NYSC
In January, 2017, I wrote a piece titled “Has NYSC Run Its Course?”. It was about the National Youth Service Corps (NYSC) programme which was established by the NYSC Decree No. 24 of May 22, 1973 during the regime of General Yakubu Gowon, as a one year programme for fresh University graduates “to promote unity, understanding and national integration among Nigerians” after the Nigerian Civil War. It was a laudable idea at the time, and it served its purpose in those days. Even in my time, in the 1980s, many of my friends enjoyed doing their NYSC in different parts of the country. I thoroughly enjoyed doing my Law School Chamber attachment in Kaduna, in the chambers of General I.B.M. Haruna, and I’m sad that, today, the same Kaduna State has become one of the epicentres of kidnapping students, and in several cases, killing them. If I was doing my Law School Chamber attachment today, I wouldn’t step out of Lagos to do it.

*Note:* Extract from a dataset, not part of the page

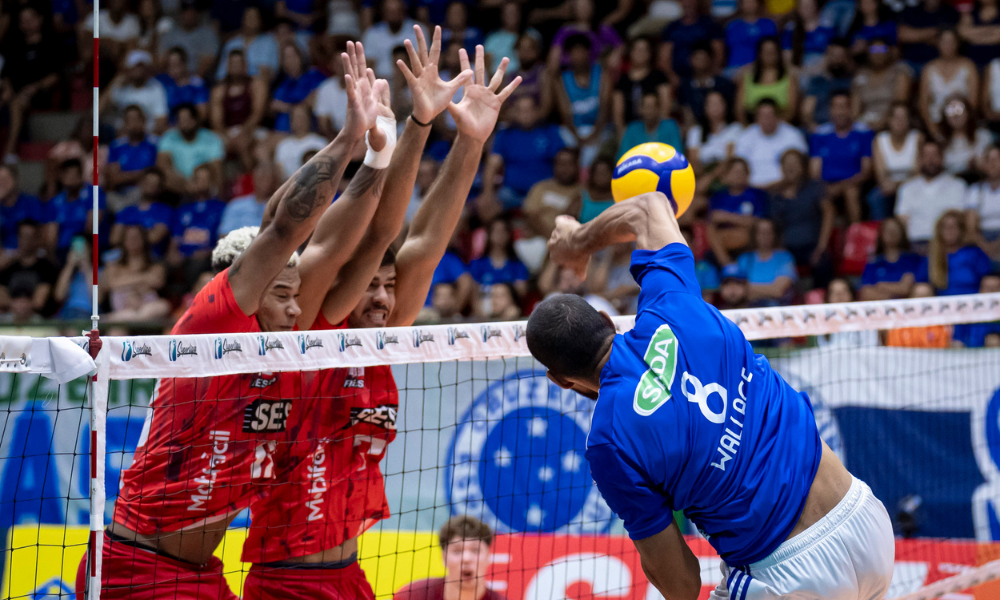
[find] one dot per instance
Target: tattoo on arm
(308, 191)
(367, 181)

I gave a few reasons why I thought the NYSC programme had lost lost its usefulness, or at least, why I believed that even if it continues, it should be reformed. The major reasons which I provided were insecurity; the poor, unhygienic conditions and the deplorable state in the NYSC Camps. The Nigerian Law School is not immune from these same constraints. And, as far as integration is concerned, today the country seems to be more divided than it has ever been, aside from during the Civil War, on lines of ethnicity/tribe and religion.
At the time I wrote the above-mentioned editorial, the insecurity in the country had not spread and deteriorated to the all time low that it has in recent times. Insecurity was concentrated in the North East with the Boko Haram insurgents, kidnapping in the South South, and a few issues with the Herdsmen in Benue State. Ergo, I stated in that piece: “Certainly, one would be playing Russian Roulette with a child’s life, if you posted them to the North East for NYSC. With all the Boko Haram activities going on there, it would be wicked and unfair to post a person who has a whole life ahead of him or her, to a place where there is a high probability of that life span being cut short, since their safety cannot be guaranteed”. Today, I can say “ditto for most parts of Nigeria”, since we have been experiencing insecurity across the country. The same way I felt about posting fresh graduates to Borno State in 2017, is the same way I feel about posting them (and Law School students) to various parts of the country in the various geopolitical zones today. Government has shown uncountable times, that it has been unable to fulfil its constitutional mandate of ensuring the security and welfare of Nigerians (see Section 14(2)(b) of the 1999 Constitution of the Federal Republic of Nigeria (as amended in 2018) (the Constitution).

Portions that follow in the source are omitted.